Web application threats increased significantly in 2006, and they aren't expected to let up in the coming year.
Recently the application security experts at SPI Dynamics Inc. put their collective heads together and took a look at the threat landscape for 2007. They've found that increased use of Web 2.0 technologies and the potential financial gain from attacks is going to keep Web applications in hackers' sights.
Specifically, the researchers identified seven threats that they expect to be prevalent during 2007.
Quality and security sacrificed in RAD
Rapid application development (RAD), which is lauded for its quick production of applications, often fails to address software quality and security, said Michael Sutton, security evangelist at SPI Dynamics. Quality is pushed aside in order to meet deadlines.
"RAD, itself, is not a bad approach," he said. "The problem that we have seen is that the quality piece is sacrificed. Often when people think of quality, they don't think of security."

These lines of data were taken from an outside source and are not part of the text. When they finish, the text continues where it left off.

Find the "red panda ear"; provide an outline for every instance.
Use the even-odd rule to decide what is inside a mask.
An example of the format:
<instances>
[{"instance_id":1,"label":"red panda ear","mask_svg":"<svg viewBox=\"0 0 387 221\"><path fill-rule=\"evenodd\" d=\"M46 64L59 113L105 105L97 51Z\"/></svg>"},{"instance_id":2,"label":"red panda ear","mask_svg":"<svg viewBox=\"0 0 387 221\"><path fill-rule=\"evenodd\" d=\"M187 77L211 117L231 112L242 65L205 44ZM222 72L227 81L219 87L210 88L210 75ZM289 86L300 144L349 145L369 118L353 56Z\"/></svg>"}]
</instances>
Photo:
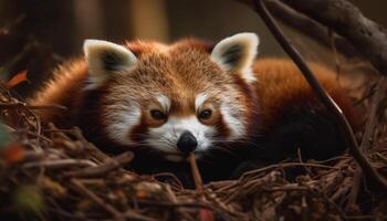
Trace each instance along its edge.
<instances>
[{"instance_id":1,"label":"red panda ear","mask_svg":"<svg viewBox=\"0 0 387 221\"><path fill-rule=\"evenodd\" d=\"M133 69L137 57L125 46L101 40L86 40L83 51L90 72L91 87L97 87L115 72Z\"/></svg>"},{"instance_id":2,"label":"red panda ear","mask_svg":"<svg viewBox=\"0 0 387 221\"><path fill-rule=\"evenodd\" d=\"M226 71L240 73L242 77L252 82L255 77L251 64L257 56L259 38L254 33L239 33L226 38L215 45L211 59Z\"/></svg>"}]
</instances>

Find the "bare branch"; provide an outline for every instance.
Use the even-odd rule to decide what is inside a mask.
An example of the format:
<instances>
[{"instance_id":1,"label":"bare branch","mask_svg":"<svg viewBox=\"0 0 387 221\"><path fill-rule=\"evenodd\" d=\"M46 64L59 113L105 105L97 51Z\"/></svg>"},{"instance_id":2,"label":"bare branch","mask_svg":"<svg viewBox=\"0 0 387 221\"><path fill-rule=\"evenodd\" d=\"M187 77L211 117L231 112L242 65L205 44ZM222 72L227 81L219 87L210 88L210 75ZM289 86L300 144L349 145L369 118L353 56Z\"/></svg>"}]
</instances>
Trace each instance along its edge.
<instances>
[{"instance_id":1,"label":"bare branch","mask_svg":"<svg viewBox=\"0 0 387 221\"><path fill-rule=\"evenodd\" d=\"M281 0L344 36L387 75L387 31L346 0Z\"/></svg>"}]
</instances>

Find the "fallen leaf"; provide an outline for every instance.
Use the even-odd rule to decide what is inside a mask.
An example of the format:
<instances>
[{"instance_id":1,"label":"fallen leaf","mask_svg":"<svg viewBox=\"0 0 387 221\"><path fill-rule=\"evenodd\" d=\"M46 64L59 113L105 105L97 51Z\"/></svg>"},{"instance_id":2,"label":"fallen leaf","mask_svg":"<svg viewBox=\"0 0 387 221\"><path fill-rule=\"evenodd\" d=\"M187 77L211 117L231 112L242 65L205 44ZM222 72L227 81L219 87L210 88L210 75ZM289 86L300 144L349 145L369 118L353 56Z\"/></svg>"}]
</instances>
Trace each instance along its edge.
<instances>
[{"instance_id":1,"label":"fallen leaf","mask_svg":"<svg viewBox=\"0 0 387 221\"><path fill-rule=\"evenodd\" d=\"M40 214L43 210L41 191L39 187L32 185L18 187L13 194L13 203L21 213Z\"/></svg>"},{"instance_id":2,"label":"fallen leaf","mask_svg":"<svg viewBox=\"0 0 387 221\"><path fill-rule=\"evenodd\" d=\"M22 82L27 82L27 70L15 74L10 81L7 82L7 88L11 88Z\"/></svg>"},{"instance_id":3,"label":"fallen leaf","mask_svg":"<svg viewBox=\"0 0 387 221\"><path fill-rule=\"evenodd\" d=\"M2 150L2 156L8 165L15 164L24 158L24 148L18 143L10 143Z\"/></svg>"},{"instance_id":4,"label":"fallen leaf","mask_svg":"<svg viewBox=\"0 0 387 221\"><path fill-rule=\"evenodd\" d=\"M215 221L213 212L208 209L200 209L199 217L200 217L200 221Z\"/></svg>"}]
</instances>

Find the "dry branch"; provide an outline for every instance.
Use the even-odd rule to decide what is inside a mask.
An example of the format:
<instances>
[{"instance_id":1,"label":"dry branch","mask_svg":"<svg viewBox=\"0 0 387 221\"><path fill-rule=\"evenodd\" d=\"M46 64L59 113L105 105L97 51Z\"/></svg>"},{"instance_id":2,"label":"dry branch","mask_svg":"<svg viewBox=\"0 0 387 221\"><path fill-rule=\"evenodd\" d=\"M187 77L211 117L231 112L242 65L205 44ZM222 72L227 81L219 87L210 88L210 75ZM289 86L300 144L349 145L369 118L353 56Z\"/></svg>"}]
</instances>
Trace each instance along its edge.
<instances>
[{"instance_id":1,"label":"dry branch","mask_svg":"<svg viewBox=\"0 0 387 221\"><path fill-rule=\"evenodd\" d=\"M387 75L387 31L346 0L281 0L344 36Z\"/></svg>"},{"instance_id":2,"label":"dry branch","mask_svg":"<svg viewBox=\"0 0 387 221\"><path fill-rule=\"evenodd\" d=\"M345 39L337 34L331 36L326 27L295 11L281 1L265 0L265 4L273 15L285 25L299 30L326 48L331 48L333 43L333 46L347 57L359 56L356 49Z\"/></svg>"}]
</instances>

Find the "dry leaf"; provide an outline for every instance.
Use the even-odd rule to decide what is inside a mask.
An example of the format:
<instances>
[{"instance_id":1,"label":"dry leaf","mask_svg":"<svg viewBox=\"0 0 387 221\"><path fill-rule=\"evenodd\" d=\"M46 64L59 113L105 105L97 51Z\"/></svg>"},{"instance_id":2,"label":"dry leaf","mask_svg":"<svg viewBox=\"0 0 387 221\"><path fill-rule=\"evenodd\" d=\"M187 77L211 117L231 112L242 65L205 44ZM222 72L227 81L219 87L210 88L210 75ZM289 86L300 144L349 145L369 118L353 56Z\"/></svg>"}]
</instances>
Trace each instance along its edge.
<instances>
[{"instance_id":1,"label":"dry leaf","mask_svg":"<svg viewBox=\"0 0 387 221\"><path fill-rule=\"evenodd\" d=\"M200 221L215 221L213 212L208 209L200 209L199 217L200 217Z\"/></svg>"},{"instance_id":2,"label":"dry leaf","mask_svg":"<svg viewBox=\"0 0 387 221\"><path fill-rule=\"evenodd\" d=\"M7 88L11 88L22 82L27 82L27 70L15 74L10 81L7 82Z\"/></svg>"},{"instance_id":3,"label":"dry leaf","mask_svg":"<svg viewBox=\"0 0 387 221\"><path fill-rule=\"evenodd\" d=\"M2 156L8 165L15 164L24 158L24 148L18 143L11 143L2 150Z\"/></svg>"}]
</instances>

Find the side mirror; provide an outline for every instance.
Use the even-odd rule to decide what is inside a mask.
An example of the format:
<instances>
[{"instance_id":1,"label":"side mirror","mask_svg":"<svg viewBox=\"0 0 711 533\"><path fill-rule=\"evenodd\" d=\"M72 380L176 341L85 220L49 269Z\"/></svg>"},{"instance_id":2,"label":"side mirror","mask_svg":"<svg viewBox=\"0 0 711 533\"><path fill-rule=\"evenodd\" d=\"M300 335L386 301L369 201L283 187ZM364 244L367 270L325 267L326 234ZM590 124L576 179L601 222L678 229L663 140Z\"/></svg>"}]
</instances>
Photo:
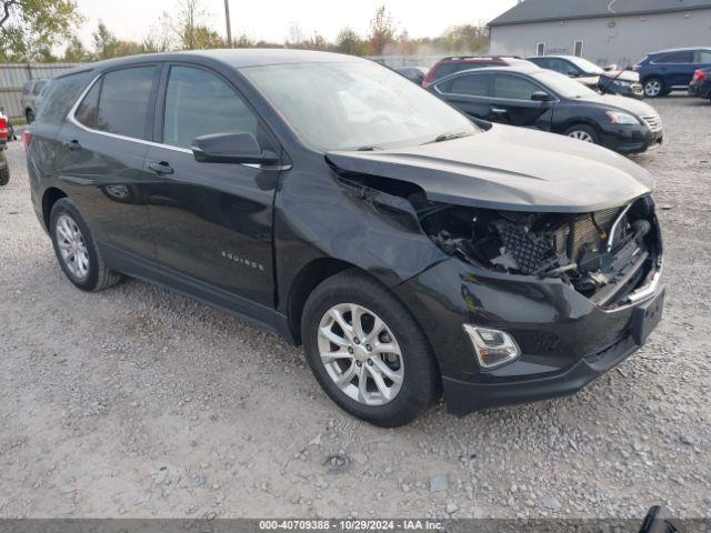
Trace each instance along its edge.
<instances>
[{"instance_id":1,"label":"side mirror","mask_svg":"<svg viewBox=\"0 0 711 533\"><path fill-rule=\"evenodd\" d=\"M192 154L201 163L277 164L279 155L262 150L252 133L212 133L192 141Z\"/></svg>"},{"instance_id":2,"label":"side mirror","mask_svg":"<svg viewBox=\"0 0 711 533\"><path fill-rule=\"evenodd\" d=\"M531 100L533 100L534 102L550 102L551 100L553 100L553 97L551 97L545 91L535 91L533 94L531 94Z\"/></svg>"}]
</instances>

How can that be fixed? Security must be included throughout the software development life cycle, Sutton said. Starting at the design meeting, security must be considered and then continued throughout development, he said.
File format vulnerabilities an avenue for phishing attacks
File format vulnerabilities don't lie in the actual file. The vulnerability is actually in the application that interprets the file. As a result, a single malicious file can exploit multiple applications leveraging the same faulty libraries.
Targets for such attacks include graphical programs, work processors, media players, Web browsers and spreadsheet applications. In fact, Sutton said about one quarter of Microsoft's patches in 2006 were related to this.
"We're seeing a lot of zero-day attacks like this where a fake email is sent and people open them because they're not executable files," he said.
The true fix for this flaw is for software companies to not release vulnerable software, Sutton said. That can be achieved by including security throughout the SDLC and by using fuzzing tools to find vulnerabilities.
Flawed software will still remain, so companies that use such software will have to make sure the applications are patched. If there isn't a fix, they may need to decide if they should block certain types of attachments.
"It's tough. You need to pass along these types of files, but they can lead to exploitation," Sutton said.
Hackers targeting bridges or "mashups"
This new trend involves a link or "bridge" between two sites where one is able to send search requests to another much larger site, such as Amazon.com or Maps.com. Because the bridge doesn't have its own security measures, it creates an easy avenue for hackers to attack the larger, more desirable site.
"Sites that are allowing access to content are not being as careful about security when it's going to an RSS feed or an API," Sutton said. That makes it possible for hackers to piggyback on the trust between those two sites. "The same security should be applied to bridges as would be applied to public-facing portals," he added.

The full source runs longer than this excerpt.